Good spatial data is critical to successful analysis using FlowKit, and you will want to obtain, at a minimum admin 0-3 boundaries for your country of interest. At this time, we recommend using the OGR foreign data wrapper to load shapefiles.

Administrative boundaries should be loaded under the geography schema, and named as admin<level>. They should at a minimum contain adminXname, adminXpcod and geom fields. While it is possible to directly mount boundary data into the database using the OGR foreign data wrapper, we would recommend creating in-database tables and using the wrapper only for extraction, for example:

CREATE SERVER admin_boundaries_source
        FOREIGN DATA WRAPPER ogr_fdw
        OPTIONS (
            datasource '<path_inside_container_to_admin_3_file',
            format 'ESRI Shapefile' );

CREATE FOREIGN TABLE tmp_admin3 (
    gid integer,
    geom geometry(Point, 4326),
    admin3name varchar,
    admin3pcod integer
    )
    SERVER admin_3_source
    OPTIONS (layer 'admin3');

CREATE TABLE geography.admin3 AS (
    SELECT gid, geom, admin3name, admin3pcod FROM
    tmp_admin3);

You should also create an index on the geom column:

CREATE INDEX admin3_geom_gist ON geography.admin3 USING gist (geom);

Data QA checks¶

FlowETL includes a small number of built in QA checks. These checks are not designed to pass or fail newly arriving data, but to provide you and your analysts with important caveats and metadata about the data you are working with. QA checks will run automatically if you are using the create_dag function, and their results will be available inside FlowDB in the etl.post_etl_queries table to both superusers, and the flowmachine role. If you are manually composing a DAG, you can use the get_qa_checks function to return a list of QA check tasks, which can be scheduled in relation to the other tasks in the dag.

Customising ETL pipelines¶

In addition to the create_dag function, FlowETL allows you to compose DAGs in exactly the same way as you would with AirFlow. You can mix and match FlowETL operators with AirFlow's built in ones, or extend FlowETL to add your own. Because the create_dag functions returns a DAG, you can also use the returned DAG as a basis for a pipeline and extend it further in the same DAG file.

Adding new QA checks¶

Adding additional QA checks is as simple as writing an SQL select statement. To add your own custom checks, create a qa_checks subfolder in the directory where you are keeping your dags. You can then create your check as a <check name.sql> file, and it will automatically get picked up for the next run of the dag.

SQL files under the qa_checks directory are treated as applicable for all CDR types. If you need a type specific check, place it in qa_checks/<cdr_type>.

Note

To be a valid QA check, your select statement should return a single value.

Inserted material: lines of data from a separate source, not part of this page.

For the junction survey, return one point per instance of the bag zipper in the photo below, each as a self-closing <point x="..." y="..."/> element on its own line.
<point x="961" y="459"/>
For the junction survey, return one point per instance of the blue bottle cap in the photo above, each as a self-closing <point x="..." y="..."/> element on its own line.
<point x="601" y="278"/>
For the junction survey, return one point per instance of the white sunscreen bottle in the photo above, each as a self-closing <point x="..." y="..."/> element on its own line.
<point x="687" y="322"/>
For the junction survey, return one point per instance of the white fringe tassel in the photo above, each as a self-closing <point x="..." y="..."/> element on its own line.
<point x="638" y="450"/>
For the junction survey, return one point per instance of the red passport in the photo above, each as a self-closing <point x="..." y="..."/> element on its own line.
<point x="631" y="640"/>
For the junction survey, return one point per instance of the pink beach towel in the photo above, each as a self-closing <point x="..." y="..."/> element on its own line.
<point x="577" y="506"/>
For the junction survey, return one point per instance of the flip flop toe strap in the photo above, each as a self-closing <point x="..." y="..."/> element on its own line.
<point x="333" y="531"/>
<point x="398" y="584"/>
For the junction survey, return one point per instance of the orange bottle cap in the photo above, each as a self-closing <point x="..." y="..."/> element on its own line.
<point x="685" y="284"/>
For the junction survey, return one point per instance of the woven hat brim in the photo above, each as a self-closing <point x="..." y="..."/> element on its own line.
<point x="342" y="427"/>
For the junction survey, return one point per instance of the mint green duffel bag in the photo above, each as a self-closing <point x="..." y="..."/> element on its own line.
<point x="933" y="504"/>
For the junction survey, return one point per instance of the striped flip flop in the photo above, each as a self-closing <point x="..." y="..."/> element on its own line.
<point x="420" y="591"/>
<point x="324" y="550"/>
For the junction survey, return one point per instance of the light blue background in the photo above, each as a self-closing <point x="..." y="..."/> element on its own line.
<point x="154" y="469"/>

When writing your QA check, you're almost certain to need to be able to refer to the table of data that's just been loaded. Because the SQL file will be templated, you can use a macro which will be filled in when the check is run. The macro for the final table is {{ final_table }}.

Here's an example of a valid QA check; one of the defaults which records the number of just-added rows:

SELECT COUNT(*) FROM {{ final_table }}

Worked example¶

A complete worked example covering deploying and using FlowETL to load data from both a remote PostgreSQL database and CSV files can be found in the main FlowKit repository.